1433 DirectX 10 uses HALF_INTEGER.
1434
1435
1436
1437 Texture Sampling and Texture Formats
1438 ------------------------------------
1439
1440 This table shows how texture image components are returned as (x,y,z,w)
1441 tuples by TGSI texture instructions, such as TEX, TXD, and TXP.

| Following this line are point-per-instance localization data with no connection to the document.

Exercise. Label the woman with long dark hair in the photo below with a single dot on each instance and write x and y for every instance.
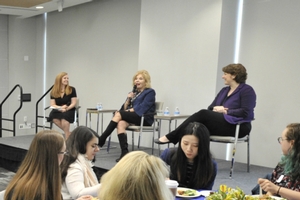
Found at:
(191, 163)
(77, 174)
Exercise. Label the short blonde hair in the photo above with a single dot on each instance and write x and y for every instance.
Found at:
(55, 92)
(136, 176)
(145, 75)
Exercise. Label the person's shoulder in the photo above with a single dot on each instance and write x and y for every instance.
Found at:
(149, 90)
(246, 87)
(75, 165)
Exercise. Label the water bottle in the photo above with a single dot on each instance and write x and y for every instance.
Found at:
(176, 112)
(99, 106)
(166, 112)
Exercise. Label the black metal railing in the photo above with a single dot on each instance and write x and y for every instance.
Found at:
(15, 113)
(37, 116)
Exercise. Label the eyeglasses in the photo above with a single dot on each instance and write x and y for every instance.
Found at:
(95, 146)
(280, 139)
(64, 153)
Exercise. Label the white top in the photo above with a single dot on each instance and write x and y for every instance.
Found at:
(74, 187)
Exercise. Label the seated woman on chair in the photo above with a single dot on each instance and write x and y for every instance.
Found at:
(191, 164)
(286, 175)
(38, 177)
(77, 174)
(63, 99)
(140, 101)
(234, 104)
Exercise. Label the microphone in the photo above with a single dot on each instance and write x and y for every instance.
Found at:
(134, 89)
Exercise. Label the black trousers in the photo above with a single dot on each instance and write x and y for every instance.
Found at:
(132, 118)
(215, 123)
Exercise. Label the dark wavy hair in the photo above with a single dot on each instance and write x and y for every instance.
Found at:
(203, 168)
(238, 70)
(76, 144)
(291, 161)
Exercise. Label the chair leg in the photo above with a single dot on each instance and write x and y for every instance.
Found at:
(237, 130)
(248, 154)
(108, 144)
(232, 162)
(140, 135)
(132, 141)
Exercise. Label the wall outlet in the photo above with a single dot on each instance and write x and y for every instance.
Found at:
(27, 126)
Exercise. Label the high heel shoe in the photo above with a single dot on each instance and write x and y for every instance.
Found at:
(157, 141)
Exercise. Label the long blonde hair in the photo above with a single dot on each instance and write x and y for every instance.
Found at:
(38, 176)
(136, 176)
(55, 92)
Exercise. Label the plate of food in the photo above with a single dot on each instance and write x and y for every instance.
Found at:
(263, 197)
(187, 192)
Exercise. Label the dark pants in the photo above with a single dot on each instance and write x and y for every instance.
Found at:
(215, 123)
(132, 118)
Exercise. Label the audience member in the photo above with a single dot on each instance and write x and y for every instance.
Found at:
(234, 103)
(77, 173)
(140, 101)
(287, 173)
(63, 101)
(191, 163)
(38, 177)
(137, 176)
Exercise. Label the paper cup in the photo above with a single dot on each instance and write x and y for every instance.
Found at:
(172, 185)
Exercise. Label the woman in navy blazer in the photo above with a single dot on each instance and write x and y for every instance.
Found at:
(140, 101)
(234, 103)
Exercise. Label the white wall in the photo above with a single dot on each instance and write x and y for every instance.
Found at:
(179, 44)
(183, 44)
(4, 66)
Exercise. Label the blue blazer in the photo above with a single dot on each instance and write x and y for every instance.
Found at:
(240, 103)
(144, 104)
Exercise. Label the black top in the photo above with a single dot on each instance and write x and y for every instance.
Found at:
(65, 100)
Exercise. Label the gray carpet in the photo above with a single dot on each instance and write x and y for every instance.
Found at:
(241, 178)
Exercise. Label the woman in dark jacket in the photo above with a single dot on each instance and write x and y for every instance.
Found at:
(234, 104)
(140, 101)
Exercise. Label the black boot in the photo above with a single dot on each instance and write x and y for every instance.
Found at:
(109, 129)
(123, 144)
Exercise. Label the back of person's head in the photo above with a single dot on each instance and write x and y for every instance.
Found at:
(238, 70)
(136, 176)
(55, 92)
(291, 161)
(39, 176)
(76, 144)
(203, 168)
(202, 133)
(146, 77)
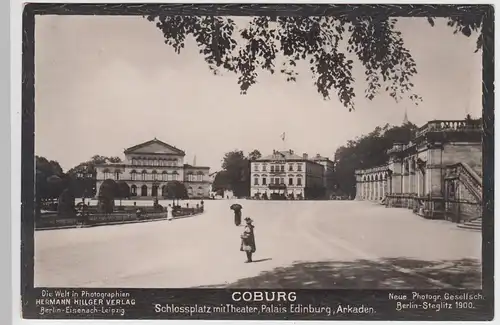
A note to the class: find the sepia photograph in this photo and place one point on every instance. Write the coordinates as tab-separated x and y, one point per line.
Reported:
267	152
188	183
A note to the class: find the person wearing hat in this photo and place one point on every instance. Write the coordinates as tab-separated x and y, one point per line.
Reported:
248	240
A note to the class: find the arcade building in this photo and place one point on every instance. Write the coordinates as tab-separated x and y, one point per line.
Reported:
438	174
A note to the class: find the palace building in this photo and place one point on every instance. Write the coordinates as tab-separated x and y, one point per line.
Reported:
149	166
437	175
288	174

1442 For reference, OpenGL and Direct3D conventions are shown as well.
1443
1444 +--------------------+--------------+--------------------+--------------+
1445 | Texture Components | Gallium | OpenGL | Direct3D 9 |
1446 +====================+==============+====================+==============+
1447 | R | XXX TBD | (r, 0, 0, 1) | (r, 1, 1, 1) |
1448 +--------------------+--------------+--------------------+--------------+
1449 | RG | XXX TBD | (r, g, 0, 1) | (r, g, 1, 1) |
1450 +--------------------+--------------+--------------------+--------------+
1451 | RGB | (r, g, b, 1) | (r, g, b, 1) | (r, g, b, 1) |
1452 +--------------------+--------------+--------------------+--------------+
1453 | RGBA | (r, g, b, a) | (r, g, b, a) | (r, g, b, a) |
1454 +--------------------+--------------+--------------------+--------------+
1455 | A | (0, 0, 0, a) | (0, 0, 0, a) | (0, 0, 0, a) |
1456 +--------------------+--------------+--------------------+--------------+
1457 | L | (l, l, l, 1) | (l, l, l, 1) | (l, l, l, 1) |
1458 +--------------------+--------------+--------------------+--------------+
1459 | LA | (l, l, l, a) | (l, l, l, a) | (l, l, l, a) |
1460 +--------------------+--------------+--------------------+--------------+
1461 | I | (i, i, i, i) | (i, i, i, i) | N/A |
1462 +--------------------+--------------+--------------------+--------------+
1463 | UV | XXX TBD | (0, 0, 0, 1) | (u, v, 1, 1) |
1464 | | | [#envmap-bumpmap]_ | |
1465 +--------------------+--------------+--------------------+--------------+
1466 | Z | XXX TBD | (z, z, z, 1) | (0, z, 0, 1) |
1467 | | | [#depth-tex-mode]_ | |
1468 +--------------------+--------------+--------------------+--------------+
1469
1470 .. [#envmap-bumpmap] http://www.opengl.org/registry/specs/ATI/envmap_bumpmap.txt
1471 .. [#depth-tex-mode] the default is (z, z, z, 1) but may also be (0, 0, 0, z)
1472 or (z, z, z, z) depending on the value of GL_DEPTH_TEXTURE_MODE.